Enfant, il est arraché à La Réunion et placé dans le Cantal: "On nous a dit qu'on ferait de nous des gens bien"

Le foyer de Quézac en 1965. Jean-Charles Pitou est au deuxième rang, le troisième en partant de la droite. - Collection Jean-Charles Pitou
Jean-Charles Pitou a 9 ans lorsqu'il arrive à Quézac dans le Cantal. Il fait partie de ces 1.600 enfants réunionnais transférés en France entre 1963 et 1982 pour repeupler des régions de l'hexagone vidées par l'exode rural.
"Je suis arrivé à 9 ans dans le Cantal à Quézac. On nous a promis plein de choses, qu'on ferait de nous des gens bien, qu'on ferait des études et qu'on irait à l'école. Finalement moi je me suis retrouvé dans le Cantal, à Quézac, dans un orphelinat éloigné de tout et tout ce qu'on nous a promis ça n'a pas été tenu.
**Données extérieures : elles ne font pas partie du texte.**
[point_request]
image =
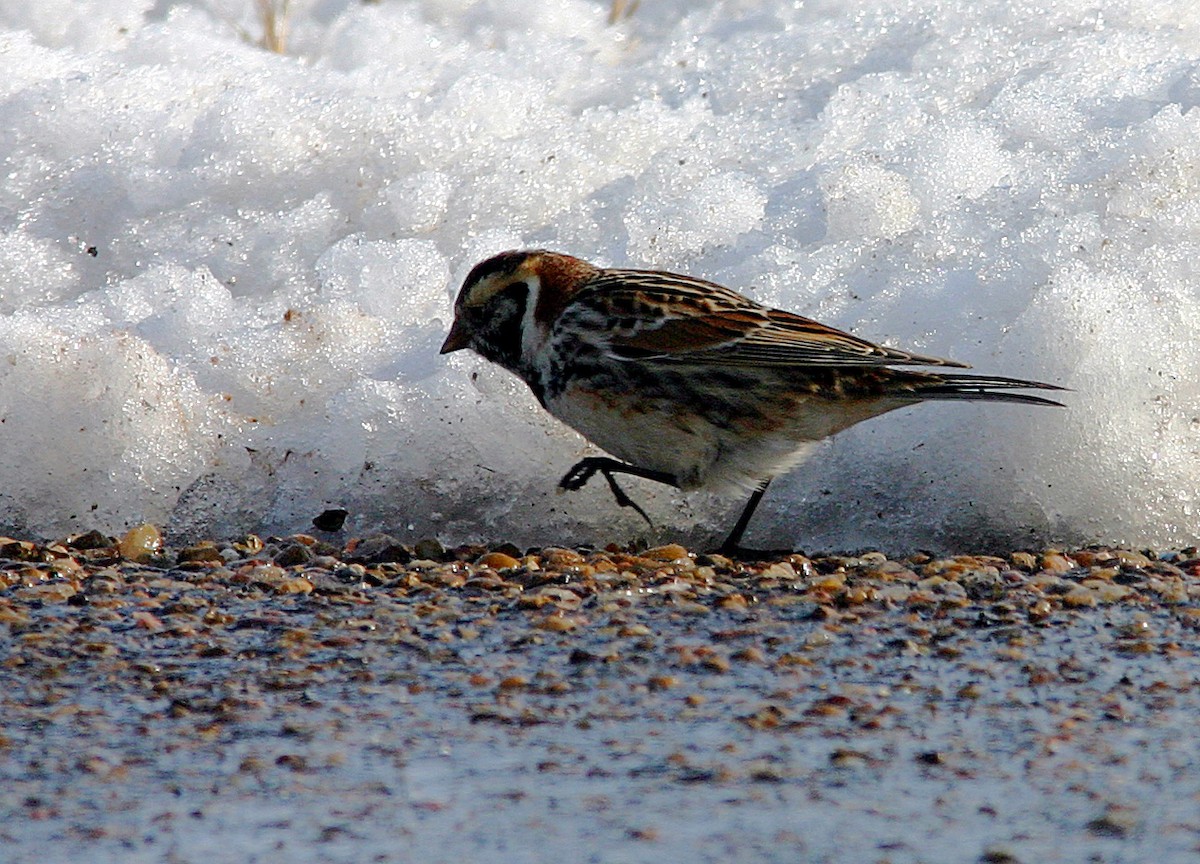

Je n'étais même pas d'une famille pauvre. Ma grand-mère était directrice d'école, mon père était architecte. Mais au divorce de mes parents, mon père nous a placés à la Ddass et après ils n'ont pas fait le tri comme il faut et je me suis retrouvé dans cette galère.
"On était partis en shorts, on avait froid"
Je n'ai pas trop de souvenirs du voyage. Nous étions une quarantaine d'enfants, certains avaient 2-3 ans. Je me rappelle quand on est arrivés à Quézac, parce qu'on avait froid. On était partis en shorts. Et au mois de septembre, il faisait froid là-bas. On ne réalisait pas ce qui nous arrivait.
On a été accueillis par des sœurs. On a été bien accueillis et chouchoutés. On a été à l'école jusqu'au certificat d'études. L'été, on nous envoyait chez les paysans pour nous faire sortir de la maison d'enfants. Moi j'ai commencé à travailler à 14 ans et la majorité était à 21 ans. Pendant toutes ces années-là, personne ne s'occupait de nous.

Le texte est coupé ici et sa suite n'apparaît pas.